Use wool in the liner
Using wool in the injection port liner is very common, as most of you know, to capture/trap unwanted material from getting into your GC column. In addition to simply using a liner packed with wool, I also suggest decreasing the injection port temperature to at least 25°C lower than the maximum GC oven temperature (of the GC method/program used for sample analysis). Using this trick should help trap/keep most non-volatile and semi-volatile residue in the injection port liner and out of the capillary column. The matrix that does get into the column should burn off at the higher (final maximum) programmed oven temperature.
Use a guard column
Using a guard column can trap non-volatile and semi-volatile residue, keeping much of it from entering the capillary column. When used in conjunction with wool in the injection port liner, most (if not all) of the non-volatile residue and semi-volatile residue should be trapped before it enters the analytical (phase-containing) GC column. Do not forget to trim/remove the contaminated section of guard column when you notice a degradation in chromatography (poor peak shapes, missing peaks, unstable or high baseline, etc.).
Use a pre-column
Instead of using a regular/traditional guard column which has no liquid phase inside of it, use a short piece (2-meter to 5-meter) of the same column/phase as the analytical column. Why? Unlike traditional guard columns, these pre-columns can usually capture/trap more non-volatile and semi-volatile residue in the sticky polymer. Trim this pre-column as needed and replace when the length is 1-meter.
Clean the Sample/Extract
Cleaning the sample, or sample extract, before injection may dramatically reduce the amount of matrix that gets into the injection port, injection port liner, and GC column. Consider SPE (Solid Phase Extraction), GPC (Gel Permeation Chromatography), Quechers dSPE (dispersive Solid Phase Extraction), and/or filtration by searching for a well-established published method that offers sample clean-up advice/procedure(s) for a similar analysis (compound list and matrix).

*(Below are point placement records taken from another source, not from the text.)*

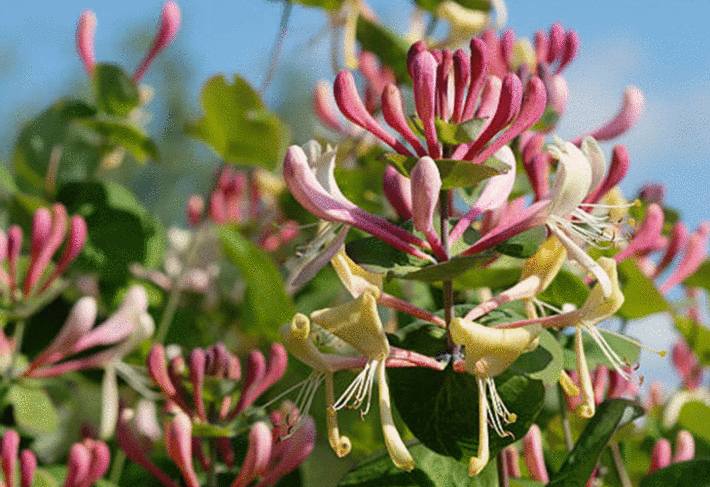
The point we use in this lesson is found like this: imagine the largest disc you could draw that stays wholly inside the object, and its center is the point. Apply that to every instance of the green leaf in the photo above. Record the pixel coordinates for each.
(116, 93)
(267, 306)
(544, 363)
(121, 230)
(54, 135)
(121, 133)
(441, 408)
(390, 48)
(684, 474)
(32, 408)
(701, 277)
(324, 4)
(446, 270)
(237, 125)
(524, 244)
(581, 461)
(377, 256)
(454, 173)
(628, 351)
(432, 470)
(640, 293)
(697, 336)
(458, 133)
(566, 287)
(694, 416)
(431, 5)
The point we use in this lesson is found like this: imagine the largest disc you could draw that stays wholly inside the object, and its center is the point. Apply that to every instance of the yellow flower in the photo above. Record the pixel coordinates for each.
(488, 352)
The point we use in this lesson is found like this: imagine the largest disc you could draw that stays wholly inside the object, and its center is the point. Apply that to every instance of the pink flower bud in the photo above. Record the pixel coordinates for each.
(678, 240)
(78, 465)
(169, 25)
(197, 377)
(684, 447)
(660, 456)
(570, 50)
(85, 31)
(534, 457)
(393, 112)
(28, 465)
(628, 115)
(557, 93)
(195, 209)
(398, 192)
(158, 370)
(646, 235)
(323, 107)
(352, 107)
(693, 256)
(178, 444)
(424, 68)
(258, 455)
(479, 72)
(426, 185)
(14, 247)
(512, 461)
(9, 448)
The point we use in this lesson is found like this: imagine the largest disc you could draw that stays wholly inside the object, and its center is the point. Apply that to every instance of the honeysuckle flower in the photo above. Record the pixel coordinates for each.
(694, 255)
(628, 115)
(512, 461)
(121, 332)
(435, 97)
(687, 365)
(684, 447)
(49, 232)
(660, 456)
(487, 353)
(579, 171)
(85, 32)
(534, 456)
(167, 30)
(178, 444)
(312, 183)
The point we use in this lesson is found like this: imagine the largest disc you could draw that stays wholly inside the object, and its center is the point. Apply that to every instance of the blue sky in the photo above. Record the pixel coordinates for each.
(660, 46)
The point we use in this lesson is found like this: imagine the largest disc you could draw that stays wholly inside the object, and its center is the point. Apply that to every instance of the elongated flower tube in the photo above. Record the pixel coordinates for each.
(533, 454)
(628, 115)
(693, 256)
(660, 455)
(178, 443)
(567, 219)
(167, 30)
(316, 190)
(85, 32)
(493, 196)
(647, 236)
(129, 325)
(488, 352)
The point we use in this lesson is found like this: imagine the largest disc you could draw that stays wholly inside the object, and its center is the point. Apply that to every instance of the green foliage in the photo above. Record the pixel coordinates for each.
(266, 304)
(115, 92)
(454, 173)
(441, 408)
(32, 408)
(641, 297)
(693, 472)
(583, 458)
(697, 337)
(238, 126)
(432, 470)
(121, 230)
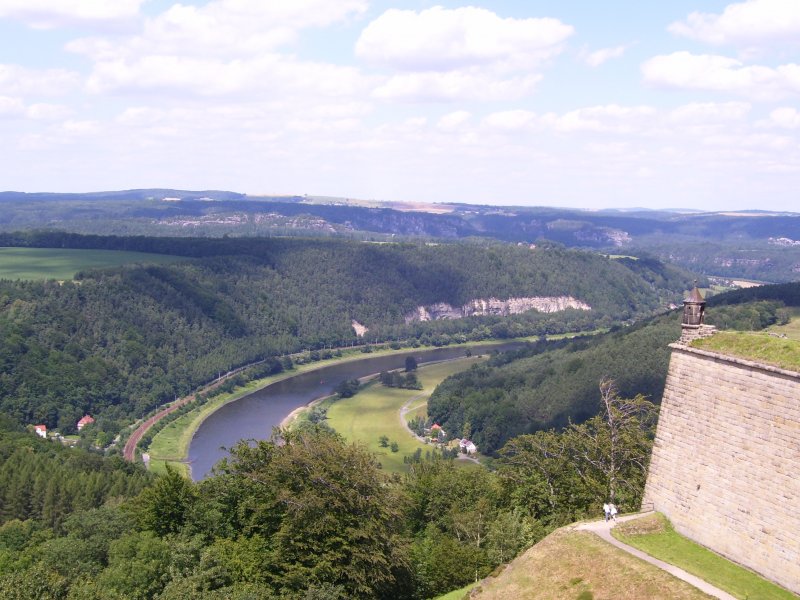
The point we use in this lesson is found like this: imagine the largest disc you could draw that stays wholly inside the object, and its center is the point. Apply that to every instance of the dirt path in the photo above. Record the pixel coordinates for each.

Consider an Alternative Sample Introduction Technique
Instead of simply injecting a liquid sample (or sample extract) for your application, there may be an alternative sample introduction technique available. If the compounds of interest have low boiling points (generally speaking, less than 125°C), you may want to try purge & trap, SPME (Solid Phase MicroExtraction - vapor extraction technique) and/or traditional headspace analysis. By only injecting the compounds that are able to enter the vapor phase at room temperature (or slightly above room temperature), all non-volatile residue and most semi-volatile residue should remain in the sparge vessel or headspace vial.
I hope that by using one or more of these suggestions, you are able to increase the number of sample injections before routine maintenance is required. Thanks for reading.